Essa Conferência subsidiou a elaboração de uma estratégia para a
promoção de medicamentos adotada pela 39ª Assembléia Mundial da Saúde,
que resultou na publicação da atualização dos Critérios éticos para a
promoção de medicamentos, estabelecidos em 1968, cujo objetivo é apoiar e
fomentar a melhoria da atenção à saúde mediante o uso racional de
medicamentos, de forma a contribuir para a adoção de práticas publicitárias
compatíveis com normas éticas aceitáveis. Este documento é constituído por
princípios gerais que podem ser adotados pelos governos de acordo com sua
situação, sua legislação e seu contexto (WHO, 1988).
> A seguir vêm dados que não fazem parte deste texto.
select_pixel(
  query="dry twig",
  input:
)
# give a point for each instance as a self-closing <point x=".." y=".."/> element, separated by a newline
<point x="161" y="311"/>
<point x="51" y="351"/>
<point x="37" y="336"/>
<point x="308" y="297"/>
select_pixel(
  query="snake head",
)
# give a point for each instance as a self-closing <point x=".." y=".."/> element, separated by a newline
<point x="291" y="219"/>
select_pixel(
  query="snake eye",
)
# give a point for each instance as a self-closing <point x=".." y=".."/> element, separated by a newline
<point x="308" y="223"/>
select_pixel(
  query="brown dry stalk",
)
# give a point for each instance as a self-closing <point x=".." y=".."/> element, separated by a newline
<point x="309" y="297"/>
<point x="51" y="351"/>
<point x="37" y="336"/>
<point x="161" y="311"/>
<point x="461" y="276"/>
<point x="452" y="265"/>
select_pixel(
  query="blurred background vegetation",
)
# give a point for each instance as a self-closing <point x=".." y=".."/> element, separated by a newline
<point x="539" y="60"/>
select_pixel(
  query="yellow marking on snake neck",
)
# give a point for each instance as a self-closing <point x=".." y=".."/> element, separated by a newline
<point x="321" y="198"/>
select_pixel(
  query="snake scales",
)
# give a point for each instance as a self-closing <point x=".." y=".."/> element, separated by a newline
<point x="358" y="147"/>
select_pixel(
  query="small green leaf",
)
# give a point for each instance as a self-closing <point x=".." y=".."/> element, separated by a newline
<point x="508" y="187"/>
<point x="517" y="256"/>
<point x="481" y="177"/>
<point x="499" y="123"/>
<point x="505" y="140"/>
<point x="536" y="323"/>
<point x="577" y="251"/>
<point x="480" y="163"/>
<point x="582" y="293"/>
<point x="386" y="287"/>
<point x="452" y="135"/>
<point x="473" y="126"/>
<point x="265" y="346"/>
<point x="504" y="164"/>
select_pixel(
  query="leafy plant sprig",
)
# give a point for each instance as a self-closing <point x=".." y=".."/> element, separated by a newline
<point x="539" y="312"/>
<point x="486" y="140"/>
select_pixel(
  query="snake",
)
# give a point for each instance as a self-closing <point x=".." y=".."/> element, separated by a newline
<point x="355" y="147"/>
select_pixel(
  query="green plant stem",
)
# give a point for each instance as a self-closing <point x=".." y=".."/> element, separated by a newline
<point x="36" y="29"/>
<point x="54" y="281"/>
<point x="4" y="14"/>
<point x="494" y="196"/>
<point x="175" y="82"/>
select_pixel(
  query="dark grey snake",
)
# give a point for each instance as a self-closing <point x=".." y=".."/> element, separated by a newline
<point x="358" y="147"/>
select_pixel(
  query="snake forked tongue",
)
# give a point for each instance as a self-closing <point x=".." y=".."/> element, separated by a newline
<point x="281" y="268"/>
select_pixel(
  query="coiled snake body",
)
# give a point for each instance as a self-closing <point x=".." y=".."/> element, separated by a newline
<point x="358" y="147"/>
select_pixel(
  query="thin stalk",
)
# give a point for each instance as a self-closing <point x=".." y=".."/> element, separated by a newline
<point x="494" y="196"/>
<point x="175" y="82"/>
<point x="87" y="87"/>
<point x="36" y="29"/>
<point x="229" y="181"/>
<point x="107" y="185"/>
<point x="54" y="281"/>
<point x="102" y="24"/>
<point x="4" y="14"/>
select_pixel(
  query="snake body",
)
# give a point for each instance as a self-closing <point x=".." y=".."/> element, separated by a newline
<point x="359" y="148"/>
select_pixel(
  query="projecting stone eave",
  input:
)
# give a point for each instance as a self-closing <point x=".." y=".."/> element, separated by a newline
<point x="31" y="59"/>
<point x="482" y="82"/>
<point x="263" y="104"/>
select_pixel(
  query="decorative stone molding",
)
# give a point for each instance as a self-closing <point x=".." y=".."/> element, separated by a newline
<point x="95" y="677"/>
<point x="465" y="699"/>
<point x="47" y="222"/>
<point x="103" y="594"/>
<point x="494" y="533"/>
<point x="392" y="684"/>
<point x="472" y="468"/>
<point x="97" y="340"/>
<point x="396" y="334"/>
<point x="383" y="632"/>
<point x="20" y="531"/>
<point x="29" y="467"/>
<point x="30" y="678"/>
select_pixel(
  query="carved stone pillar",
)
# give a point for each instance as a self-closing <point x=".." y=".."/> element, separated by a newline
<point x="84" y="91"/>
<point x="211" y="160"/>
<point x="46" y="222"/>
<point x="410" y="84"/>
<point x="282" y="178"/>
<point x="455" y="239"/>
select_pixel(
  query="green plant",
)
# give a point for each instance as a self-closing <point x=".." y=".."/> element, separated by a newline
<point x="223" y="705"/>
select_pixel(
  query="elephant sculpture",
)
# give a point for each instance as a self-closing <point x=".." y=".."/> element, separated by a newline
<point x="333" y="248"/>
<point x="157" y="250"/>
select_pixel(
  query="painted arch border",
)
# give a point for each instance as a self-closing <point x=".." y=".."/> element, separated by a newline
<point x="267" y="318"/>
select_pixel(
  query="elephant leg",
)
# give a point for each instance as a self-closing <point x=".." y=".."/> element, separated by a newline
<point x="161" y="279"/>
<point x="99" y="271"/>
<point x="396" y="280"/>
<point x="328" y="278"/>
Um terço da população mundial não tem acesso regular a
medicamentos, por outro lado, há também o problema da falta de racionalidade
na utilização dos medicamentos. Grande parte dos medicamentos são
prescritos, dispensados ou vendidos inadequadamente e uma parcela
significativa dos pacientes não utilizam corretamente seus medicamentos.
Alguns exemplos são:
•
O uso de muitos medicamentos por paciente (polimedicação);
•
O uso inadequado de antimicrobianos, frequentemente em
posologias inadequadas ou para infecções não bacterianas;
•
Uso excessivo de formas farmacêuticas injetáveis, quando
formulações orais poderiam ser mais adequadas;
•
Não prescrição de acordo com diretrizes clínicas;
•
Auto-medicação
inadequada,
frequentemente
medicamentos de uso sob prescrição (WHO, 2002, p. 1).
com
Na estratégia da OMS para 2004-2007, o uso inadequado de
medicamentos é um dos principais desafios. Promover o uso racional de
medicamentos é um dos objetivos-chave. Nesta área, destacamos as seguintes
metas: “definição, difusão e promoção de informações sobre medicamentos
independentes e confiáveis” e o “fomento da publicidade ética e responsável de
medicamentos dirigida para profissionais de saúde e consumidores” (OMS,
2004, p.10).
Muitas vezes, a promoção dos medicamentos, quando não regulada
adequadamente, pode criar falsas necessidades, efeitos não comprovados
cientificamente, ou até mesmo trazer promessas ilusórias de cura ou de bemestar.
Em 2001, na Europa, debateu-se a regulamentação da propaganda.
Um dos principais problemas apontados foi a ausência de preocupação dos
profissionais de saúde e do público em relação às estratégias de promoção e à
pressão da indústria farmacêutica, bem como dos meios políticos. Entre as
recomendações consta a necessidade de uma maior colaboração com os
meios informativos em benefício da saúde pública, visando aumentar a
percepção do problema pelo público em geral e pelos profissionais de saúde.
Destacou-se ainda a importância de que os governos vigiem a relação entre os
profissionais e a indústria farmacêutica e a possibilidade de que essa relação
influencie o uso racional de medicamentos (BOLETIM, 2002, P. 5).